Home > Patient Centered Care > Renewing Patient Centered Care in ASCs

Renewing Patient Centered Care in ASCs

While preparing for a talk I gave recently at the Wyoming State ASC meeting, I happened upon an article where the authors discussed Medicare’s commitment to “patient centered care” the new “buzz” words.  I was somewhat astounded at this assertion having been involved in the ASC industry since 1979…this is not a new initiative…

PART 1 – THEN: THE INFANCY OF ASC PATIENT CENTER CARE

During the beginning days of ASC business, it was all about creating “high tech, high touch, patient centered care in a warm, home-like environment.”  The largest impetus physicians’ cited when asked why they were building their own surgery center was not about making money, rather it was about “returning the control of the patient back to their physician” …and then curbing the outlandish hospital bills their patients were presenting to them for simple procedures.

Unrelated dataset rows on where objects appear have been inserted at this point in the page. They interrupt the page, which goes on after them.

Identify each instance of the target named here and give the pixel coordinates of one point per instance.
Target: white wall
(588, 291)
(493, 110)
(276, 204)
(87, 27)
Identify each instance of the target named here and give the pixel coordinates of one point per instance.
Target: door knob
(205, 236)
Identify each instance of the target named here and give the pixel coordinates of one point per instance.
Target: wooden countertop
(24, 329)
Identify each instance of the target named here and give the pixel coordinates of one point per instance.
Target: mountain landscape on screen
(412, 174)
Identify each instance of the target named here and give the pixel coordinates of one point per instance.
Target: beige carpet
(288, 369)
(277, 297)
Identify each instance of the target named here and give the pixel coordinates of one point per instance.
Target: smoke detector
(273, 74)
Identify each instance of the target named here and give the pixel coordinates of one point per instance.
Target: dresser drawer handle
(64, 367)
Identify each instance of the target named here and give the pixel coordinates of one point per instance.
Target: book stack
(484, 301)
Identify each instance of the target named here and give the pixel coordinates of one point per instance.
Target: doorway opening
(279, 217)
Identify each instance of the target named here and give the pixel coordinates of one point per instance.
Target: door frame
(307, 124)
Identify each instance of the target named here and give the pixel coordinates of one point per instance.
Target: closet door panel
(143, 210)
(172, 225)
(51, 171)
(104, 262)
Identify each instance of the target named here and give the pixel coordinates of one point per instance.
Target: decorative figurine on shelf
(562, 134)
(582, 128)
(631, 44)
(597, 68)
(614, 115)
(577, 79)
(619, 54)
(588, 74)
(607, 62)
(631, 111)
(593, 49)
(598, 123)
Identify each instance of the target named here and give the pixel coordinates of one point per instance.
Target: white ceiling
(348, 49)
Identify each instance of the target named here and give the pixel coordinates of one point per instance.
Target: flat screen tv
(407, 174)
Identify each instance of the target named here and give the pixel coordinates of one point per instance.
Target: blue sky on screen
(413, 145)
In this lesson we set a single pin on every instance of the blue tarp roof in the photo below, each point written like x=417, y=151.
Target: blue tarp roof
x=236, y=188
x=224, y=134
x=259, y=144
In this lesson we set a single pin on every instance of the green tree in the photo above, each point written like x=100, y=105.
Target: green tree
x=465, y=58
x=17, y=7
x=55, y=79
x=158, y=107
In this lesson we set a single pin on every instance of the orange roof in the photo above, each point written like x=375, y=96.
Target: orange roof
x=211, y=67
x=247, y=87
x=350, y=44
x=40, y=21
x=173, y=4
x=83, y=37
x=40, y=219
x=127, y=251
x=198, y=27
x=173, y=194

I am reminded of one physician telling me of a patient of his who needed a culposcopy, so he scheduled it at the hospital. He did not have the equipment to do this procedure in his office and believed the anxiety the patient was exhibiting warranted the services of an anesthesia provider.  A few weeks after the procedure was performed the patient brought him a copy of her bill from the hospital for $7,500 for a procedure that took minutes to do.  He bought the equipment, got an anesthesia provider to agree to come to his office to do conscious sedation and charged his patients $1,200 which not only covered his expenses but paid the anesthesiologist.

Concept #1: Reduce High Deductibles and Charges

Hospitals were being reimbursed $5,000 and more for a cataract procedure that physicians were getting a pittance for performing in their tiny “surgery centers.”  Patients were complaining of the high deductibles to their physicians who were embarrassed for having taken the patient to the hospital, where he experienced “financial rape.”  Patients were being charged not only for the rent of the OR, but equipment fees and fees for every sponge and widget used AND the charges for these were not small!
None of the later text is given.